September 1, 2010
Edited for Clarity
In Jerusalem, James Carpenter brings some much-needed coherence to an iconic but ungainly museum campus.
A common canard of museum expansions is that they’re all about displaying an institution’s rich holdings. Donors are told that there is a trove of priceless Maori statuettes kicking around in a musty basement somewhere, and the public must be given a chance to see them. James Snyder, the director of the Israel Museum, in Jerusalem, knows better. “We have 500,000 things here,” he says. “You’re not going to put 500,000 things in the galleries.”
That’s why, when he undertook a complete renovation of the museum’s 1965 Mediterranean modernist campus, officially completed in July, what Snyder wanted was clarity more than just size. He turned to James Carpenter, the New York designer—he’s not licensed as an architect—who’s best known for his sculptural glass work on other people’s buildings: SOM’s 7 World Trade Center; Norman Foster’s Hearst Building; Moshe Safdie’s Marina Bay Sands. Snyder says, “I felt we needed an architect who would create a design that would resonate with, relate to, and even subordinate to the pre-existing, and who wouldn’t focus on building buildings but would focus on the experience of moving through an already built environment.”

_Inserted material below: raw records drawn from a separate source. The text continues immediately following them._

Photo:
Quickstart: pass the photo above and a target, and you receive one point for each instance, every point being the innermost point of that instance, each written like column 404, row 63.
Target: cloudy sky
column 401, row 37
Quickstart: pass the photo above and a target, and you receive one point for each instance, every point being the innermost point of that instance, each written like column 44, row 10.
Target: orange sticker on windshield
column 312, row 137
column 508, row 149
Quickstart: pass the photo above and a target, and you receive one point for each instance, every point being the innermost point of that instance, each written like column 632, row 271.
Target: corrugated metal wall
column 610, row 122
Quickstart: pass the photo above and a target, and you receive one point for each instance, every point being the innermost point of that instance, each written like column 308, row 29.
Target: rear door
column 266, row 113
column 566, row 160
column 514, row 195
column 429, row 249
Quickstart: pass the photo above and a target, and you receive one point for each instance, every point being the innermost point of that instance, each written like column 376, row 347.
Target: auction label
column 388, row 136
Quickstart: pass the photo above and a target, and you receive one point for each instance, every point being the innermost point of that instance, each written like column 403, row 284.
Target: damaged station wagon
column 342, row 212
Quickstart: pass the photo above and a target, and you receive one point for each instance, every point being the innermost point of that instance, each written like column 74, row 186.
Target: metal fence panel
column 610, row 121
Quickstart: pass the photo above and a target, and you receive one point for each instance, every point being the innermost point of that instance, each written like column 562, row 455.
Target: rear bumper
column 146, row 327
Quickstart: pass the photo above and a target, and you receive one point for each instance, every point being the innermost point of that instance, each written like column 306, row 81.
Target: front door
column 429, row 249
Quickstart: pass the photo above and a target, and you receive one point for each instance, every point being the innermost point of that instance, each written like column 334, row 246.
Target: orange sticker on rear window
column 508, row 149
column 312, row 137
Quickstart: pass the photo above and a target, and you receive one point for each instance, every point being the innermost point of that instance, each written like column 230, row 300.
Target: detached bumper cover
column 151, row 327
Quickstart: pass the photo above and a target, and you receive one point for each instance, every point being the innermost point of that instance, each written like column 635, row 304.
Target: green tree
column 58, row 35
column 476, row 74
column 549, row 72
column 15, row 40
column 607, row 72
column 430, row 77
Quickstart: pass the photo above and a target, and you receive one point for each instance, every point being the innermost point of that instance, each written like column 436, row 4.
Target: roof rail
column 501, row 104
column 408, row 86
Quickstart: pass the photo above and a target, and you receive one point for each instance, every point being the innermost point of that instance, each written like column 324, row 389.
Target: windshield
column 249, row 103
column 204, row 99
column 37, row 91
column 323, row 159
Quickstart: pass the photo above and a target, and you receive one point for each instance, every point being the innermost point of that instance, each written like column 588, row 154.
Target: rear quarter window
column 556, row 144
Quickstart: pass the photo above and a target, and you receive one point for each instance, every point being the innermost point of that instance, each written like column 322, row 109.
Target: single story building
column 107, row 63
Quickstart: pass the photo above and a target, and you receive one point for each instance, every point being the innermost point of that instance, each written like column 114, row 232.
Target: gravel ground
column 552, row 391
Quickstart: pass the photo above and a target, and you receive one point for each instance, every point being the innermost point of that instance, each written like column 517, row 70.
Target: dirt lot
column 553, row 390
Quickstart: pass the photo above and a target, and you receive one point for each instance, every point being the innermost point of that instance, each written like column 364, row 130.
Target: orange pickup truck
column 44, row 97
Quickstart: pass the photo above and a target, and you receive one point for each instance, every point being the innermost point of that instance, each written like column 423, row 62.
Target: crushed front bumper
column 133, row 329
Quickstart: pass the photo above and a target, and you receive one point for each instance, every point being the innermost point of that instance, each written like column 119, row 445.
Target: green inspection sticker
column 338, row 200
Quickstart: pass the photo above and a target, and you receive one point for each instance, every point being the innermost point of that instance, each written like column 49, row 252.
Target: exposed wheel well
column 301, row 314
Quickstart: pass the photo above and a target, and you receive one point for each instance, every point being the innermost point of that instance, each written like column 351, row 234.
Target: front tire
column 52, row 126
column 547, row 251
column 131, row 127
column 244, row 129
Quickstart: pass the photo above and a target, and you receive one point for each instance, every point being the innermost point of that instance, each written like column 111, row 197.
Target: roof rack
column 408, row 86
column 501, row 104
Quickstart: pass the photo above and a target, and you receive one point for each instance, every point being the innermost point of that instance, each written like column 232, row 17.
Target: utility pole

The Israel Museum’s architecture—boxy, Jerusalem-stone-clad galleries by Alfred Mansfeld and Dora Gad, a sculpture park by Isamu Noguchi, and one of Frederick Kiesler’s only two built works, the Shrine of the Book, which houses the Dead Sea scrolls—was iconic, but it never quite hung together. “They’re all independent projects that sort of happened to fall on this campus,” Carpenter says. “There was not really a master plan for these things.” A service road cut off one side from the other, the street entry was haphazard, and gaining access to the galleries required navigating a maze of staircases and corridors; visitors in wheelchairs were relegated to vans. Carpenter proposed a kind of surgery for the hilly site: lift up the central Carter Promenade and insert a second, accessible underground path directly beneath it. Visitors now come in through a glass pavilion shaded by terra-cotta louvers and can either climb the old Carter steps to a new three-story entry building for the galleries or take the lower route, which is naturally lit through a high wall of translucent, etched glass and a glass-bottomed stream running along the roof seam.
What they’ll find are new galleries that distill the museum’s collection into a more lucid story than before. The renovation doubled the exhibition space, while the number of objects on view (some in vitrines designed by Pentagram’s London office) actually decreased. Likewise, Carpenter’s buildings are meant to bring the existing architecture into sharper focus. The pre-cast concrete, terra-cotta, and glass play off the simple stone-and-concrete Mansfeld buildings, preserving and enhancing the expansive aesthetic of the original campus. “This mod-ernism really is the right historical moment for a vision of a cultural place in Jerusalem, in Israel, that would celebrate world culture,” Snyder says. “It was the right thing.”